Had I Known You

Vibrant. Social. Lively. Kind. That’s how everyone describes you. Had I known you I’m sure I would have agreed with them.

You weren’t all that tall, but you had a presence about you. You made yourself known when you walked into a room – not in a pompous, arrogant sort of way, but with the kind of quiet confidence I wish I had more of. The kind Dad has. The kind that I know assures Mom, and the kind I’m sure Grandma felt when she entered a room with you. Had I known you I’m sure I would have been able to grasp some of that admired confidence myself. I would have had two men to learn from rather than one.

Dad always tells me how much you would have loved your grandkids had you met us. I only wish you could see the four of us – Nikki, Rachel, Jason, and me. Nikki is being wonderfully independent and heading to Italy next month to study abroad. Rach has just finished her master’s degree. Jas is finishing up his last bout in the military – I know your daughter is beyond thrilled waiting for his arrival. And I am doing what I’ve always done – keeping myself busy, working full-time, and attempting to balance pursuing my master’s degree with having some semblance of a life. My hope is that we would make you proud. Make you smile, make you feel honored to be our grandfather. Had I known you I’m sure I would have been honored to be your granddaughter. I am honored to be your granddaughter.

Had you been around now I’m sure things would be different. Grandma wouldn’t be as lost, as distant, as lonely. I’m sure she misses your assurance, your quiet confidence. We all do. I’m sure Dad would love to hear you give him advice one more time. My parents may be a pain in my ass butt sometimes, but I will never outgrow their advice, their guidance, or their wisdom. Had you been around now I’m sure there would be less family bullshit drama. We are still as close knit as ever, but I’ve been told you were a kind of glue that would hold it – hold everyone – together. Had I known you I’m sure I would curse less, too.

Mom says Dad is just like you. From the beaming smile to the way he socializes to his discipline to how insanely he values the quality of hard work – I know Dad had to get those things from you. And getting to be Dad’s daughter is my own little way of knowing you. Or knowing some part of you, I guess. It makes me sad that I will never get the whole picture. That I will tote around thoughts that can only amount to wonderings and possibilities. I can only see you through Dad. Only know you through other people’s words, stories, and memories. Yet the saddest thought is my constant wondering of how different Grandma would be had you been here. I would like to think she’d be more engaged with us, with herself, with life. But that’s all I can do – I can wonder and wonder and wonder and yet, I’ll never know for sure. It’s disheartening. Had I known you I’m sure you would tell me what Dad always tells me and my what-ifs: Sam, you can’t focus on the what-ifs in life, all you can do is make your reality count. Make it better. Improve your life and yourself any way you can. I wish someone would tell Grandma that. Had you been here I’m sure you would be pushing her to be happier, to improve, to live.
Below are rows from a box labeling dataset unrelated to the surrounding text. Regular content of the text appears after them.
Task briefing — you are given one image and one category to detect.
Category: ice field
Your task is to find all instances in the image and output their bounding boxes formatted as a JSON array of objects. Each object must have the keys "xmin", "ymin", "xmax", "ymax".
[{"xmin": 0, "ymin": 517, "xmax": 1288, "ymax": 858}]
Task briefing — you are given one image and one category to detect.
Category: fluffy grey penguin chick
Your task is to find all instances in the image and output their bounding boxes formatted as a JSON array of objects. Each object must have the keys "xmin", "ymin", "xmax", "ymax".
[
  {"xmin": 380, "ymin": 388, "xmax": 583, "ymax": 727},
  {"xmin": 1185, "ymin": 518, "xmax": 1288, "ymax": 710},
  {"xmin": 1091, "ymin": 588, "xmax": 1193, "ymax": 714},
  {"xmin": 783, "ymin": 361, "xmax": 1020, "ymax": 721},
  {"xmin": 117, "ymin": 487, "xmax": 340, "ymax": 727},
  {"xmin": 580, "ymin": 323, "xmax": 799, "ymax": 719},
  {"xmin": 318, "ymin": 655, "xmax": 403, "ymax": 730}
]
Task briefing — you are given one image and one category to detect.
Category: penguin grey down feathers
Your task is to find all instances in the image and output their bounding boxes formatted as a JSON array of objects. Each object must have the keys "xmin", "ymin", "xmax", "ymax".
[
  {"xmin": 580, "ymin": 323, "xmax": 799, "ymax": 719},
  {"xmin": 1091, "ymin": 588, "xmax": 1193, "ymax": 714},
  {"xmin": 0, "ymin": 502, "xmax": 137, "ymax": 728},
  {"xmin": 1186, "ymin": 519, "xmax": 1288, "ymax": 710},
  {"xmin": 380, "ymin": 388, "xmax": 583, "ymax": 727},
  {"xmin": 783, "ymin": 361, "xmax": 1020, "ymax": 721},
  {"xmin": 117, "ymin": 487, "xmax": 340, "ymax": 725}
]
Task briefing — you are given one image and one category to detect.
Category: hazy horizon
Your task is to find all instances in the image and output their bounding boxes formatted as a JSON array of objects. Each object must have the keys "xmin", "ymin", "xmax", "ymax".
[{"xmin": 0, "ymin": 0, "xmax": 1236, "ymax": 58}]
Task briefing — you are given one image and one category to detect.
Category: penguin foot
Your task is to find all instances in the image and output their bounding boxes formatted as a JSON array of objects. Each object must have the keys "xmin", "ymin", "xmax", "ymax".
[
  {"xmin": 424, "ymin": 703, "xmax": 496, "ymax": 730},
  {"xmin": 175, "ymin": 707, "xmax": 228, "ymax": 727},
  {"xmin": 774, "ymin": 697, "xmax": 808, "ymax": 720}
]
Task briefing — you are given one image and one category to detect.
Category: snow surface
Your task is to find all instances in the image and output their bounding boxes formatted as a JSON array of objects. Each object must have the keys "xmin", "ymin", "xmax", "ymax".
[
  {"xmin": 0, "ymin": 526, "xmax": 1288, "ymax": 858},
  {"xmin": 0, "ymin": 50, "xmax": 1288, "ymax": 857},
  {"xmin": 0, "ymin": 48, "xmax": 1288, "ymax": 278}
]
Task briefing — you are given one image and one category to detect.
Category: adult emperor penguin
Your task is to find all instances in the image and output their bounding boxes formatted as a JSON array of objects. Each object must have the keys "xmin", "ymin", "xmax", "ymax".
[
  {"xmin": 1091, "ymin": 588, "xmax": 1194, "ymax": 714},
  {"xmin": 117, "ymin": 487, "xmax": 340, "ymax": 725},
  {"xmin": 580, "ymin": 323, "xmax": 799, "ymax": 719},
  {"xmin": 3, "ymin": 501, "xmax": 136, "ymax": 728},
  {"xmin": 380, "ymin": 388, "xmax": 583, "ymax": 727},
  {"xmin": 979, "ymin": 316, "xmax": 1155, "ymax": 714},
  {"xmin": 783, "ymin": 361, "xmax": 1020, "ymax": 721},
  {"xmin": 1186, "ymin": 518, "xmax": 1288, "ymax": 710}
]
Had I known you I’m sure I would be close to you. I’m extremely close to Mom’s parents – Papa and Grams are two of the most important people in my life. And they have set the best example of how to love another selflessly and endlessly. Had I known you I’m sure you would have set that example as well.

Vibrant. Social. Lively. Kind. That’s how everyone describes you. I’ve never met you, but I know I agree with them.